# Why I am NOT DJing Califur 2012



## Huepow00 (May 30, 2012)

Why I am NOT DJing Califur 2012
========================
Monday night last week (May 21st) I was informed that I was being accused by Califur Staff of "Bragging about having my registration comp'd. (Free) at the FurBQ" which took place earlier that weekend.


This is COMPLETELY UNTRUE and witness's at the FurBQ support my claim - however, Califur has chosen to believe this accusation and on Thursday (May 24th) I was informed that I had been CUT from DJing Saturday Night because of this.




I am sorry for those of you who were looking forward to my set Saturday Night - but there is nothing I can do to change their minds.


- I would like to give a massive shout to DJs Raven & Haze, who have been nothing but supportive of me and fought for me against this - You guys are the best.
- Also a big shout to Frosty Orca - who makes us DJ's jobs possible.




Dj EAR
www.DjEAR.com






Some Quick Facts
=============
-Yes, After explaining my reasons for asking, I was told my registration would be comp'd. for 1 DAY - Saturday, so that I could physically be at the Saturday Night Dance and DJ.  I believed that to be a fair request considering I was providing a free service to the con but was NOT planning to attend all 3 days as I have done in the past.
(IE: I did not believe it fair for me to pay $35-45 FullReg just to visit the FREE Friday Night Dance, and then DJ the Saturday Night Dance - without attending anything else going on at the con.)


-I had offered to pay the $25 Single-Day price if the above request could not be fufilled.


-There was a discussion between myself and other DJs at the FurBQ about the (now year-long) issue of "Paying to DJ" in which I explained in NO "Bragging" way to them, how I had been granted my Single-Day comp. One other person sitting at our table asked me to clarify what we were discussing, and I explained the reason to them in the same way I had to the other DJs.


-Stay Golden


-Bang


----------



## Batty Krueger (May 30, 2012)

The ppl that run califur are jackasses man.  Last year I was told I couldn't have one of my airsoft guns with me(no batt or ammo just to go with my outfit)peace bonded so I took it back home.  Then later that night I saw 2 con staff members running around with g36's that weren't peace bonded.   Oh what hypocrisy.

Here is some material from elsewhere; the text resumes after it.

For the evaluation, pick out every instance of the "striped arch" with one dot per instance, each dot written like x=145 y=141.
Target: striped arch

Sucks you can't dj tho.  I would like to but my style would most likely get me banned from spinning there.(terrorcore/speedcore)


----------



## kayfox (May 30, 2012)

d.batty said:


> The ppl that run califur are jackasses man.  Last year I was told I couldn't have one of my airsoft guns with me(no batt or ammo just to go with my outfit)peace bonded so I took it back home.  Then later that night I saw 2 con staff members running around with g36's that weren't peace bonded.   Oh what hypocrisy.
> 
> Sucks you can't dj tho.  I would like to but my style would most likely get me banned from spinning there.(terrorcore/speedcore)



Hotel says no.

Apparently the staff does not understand the hotel can kick the con out.


----------



## Batty Krueger (May 30, 2012)

It's up to con staff to keep that shit under control.  You used to be able to peace bond those things, yet I see con staff members breaking so many of their own rules and then jumping down peoples throats for breaking the rules that they themselves just broke not more than 2 mins ago.   I'm just glad this year isn't clusterfucked with the kroq crowd.


----------